The United States blew more in 16 days of war than Iran spends in a year on its entire military. That asymmetric cost model is a problem for America.
The red wall on the chart above is US war spending at $750 million per day. The flat black line along the bottom is Iran’s entire annual military budget spread over 365 days.
Same money. The US is blowing dollars 23 times faster.
By March 15 of Operation Epic Fury, the Pentagon had spent over $12 billion. Iran’s total annual military expenditure, according to the IISS Military Balance, is approximately $10 billion.
Then the Pentagon asked Congress for $200 billion more, because it can’t sustain itself.
That is the dashed red line shooting off the top of the chart. Twenty years of Iran’s entire military budget, was requested as a supplemental.
The missile math
| United States | Iran | |
|---|---|---|
| Pre-war stockpile | 3,000-4,500 Tomahawks | 8,000-10,000 ballistic missiles |
| Fired in 4 weeks | 850+ Tomahawks | 1,191 ballistic missiles |
| % of stockpile spent | ~25% | ~13% (fired only) |
| Confirmed destroyed | N/A | ~33% of total arsenal |
| Still operational | ~75% (globally) | ~33% confirmed + recoverable |
| Monthly production | 5 Tomahawks | 100+ missiles (Rubio’s number) |
| Cost per unit | $2.2-3.6 million | ~$50,000-300,000 |
| Build time per missile | Up to 24 months | Unknown, far shorter |
| Time to replace what was fired | 14+ years at current rate | ~9 months |
The United States burned a quarter of its global Tomahawk inventory to confirm-destroy only a third of one country’s missile arsenal. US intelligence are struggling to verify that a third is destroyed. Another third is damaged or buried underground, potentially recoverable when fighting stops. The remaining third is operational.

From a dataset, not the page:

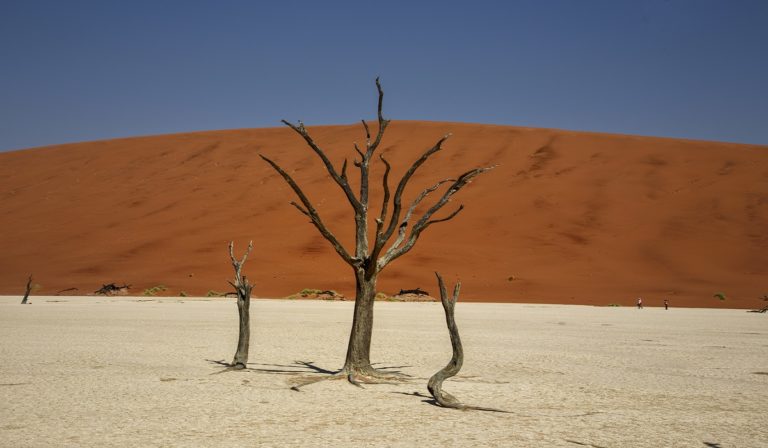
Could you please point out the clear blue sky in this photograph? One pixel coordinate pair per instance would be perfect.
(87, 70)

The $12B spent doesn’t seem to have obliterated Iran missile strength, only confirmed the resilience of it.
Iran launched 15 ballistic missiles at the UAE on March 27 alone.
The production asymmetry
Secretary of State Marco Rubio said it himself on March 2: Iran produces “over 100 of these missiles a month. Compare that to the six or seven interceptors that can be built a month.”
The Tomahawk production rate is worse. The Pentagon budgeted for 57 Tomahawks in the FY2026 budget. Actual recent production has averaged roughly 60 per year, or 5 per month. Iran builds in a single month what the US builds in 20 months.
Raytheon has signed a framework to scale to 1,000 Tomahawks per year. That capacity will not arrive until approximately 2028. Each missile takes up to two years to build. The FPRI’s Payne Institute documented that the coalition expended 5,197 munitions across 35 types in the first 96 hours alone, at a replacement cost of $10-16 billion, and that the single domestic source for warhead high explosives, the Holston Army Ammunition Plant in Tennessee, had not received any orders to increase production as of March 12.
The Pacific problem
Every Tomahawk fired at Iran is one fewer available for a Taiwan contingency. CSIS estimated that a conflict in the Western Pacific could consume 5,000 long-range missiles in three weeks. At current depletion rates, the US may not have enough for either theater. Pentagon officials described the Middle East Tomahawk supply as approaching “Winchester”, military slang for out of ammunition.
Trump said it at a Cabinet meeting on March 27:
The problem with the straits is this: let’s say we do a great job. We say we got 99%. 1% is unacceptable, because 1% is a missile going into the hull of a ship that cost a billion dollars.
He described the unsolvable problem without realizing it. You cannot get to zero when the target has underground production, a dozen hardened facilities at 500 meters depth, and the attacker’s stockpile is finite and shrinking.
The math does not work. America is walking off a missile cliff.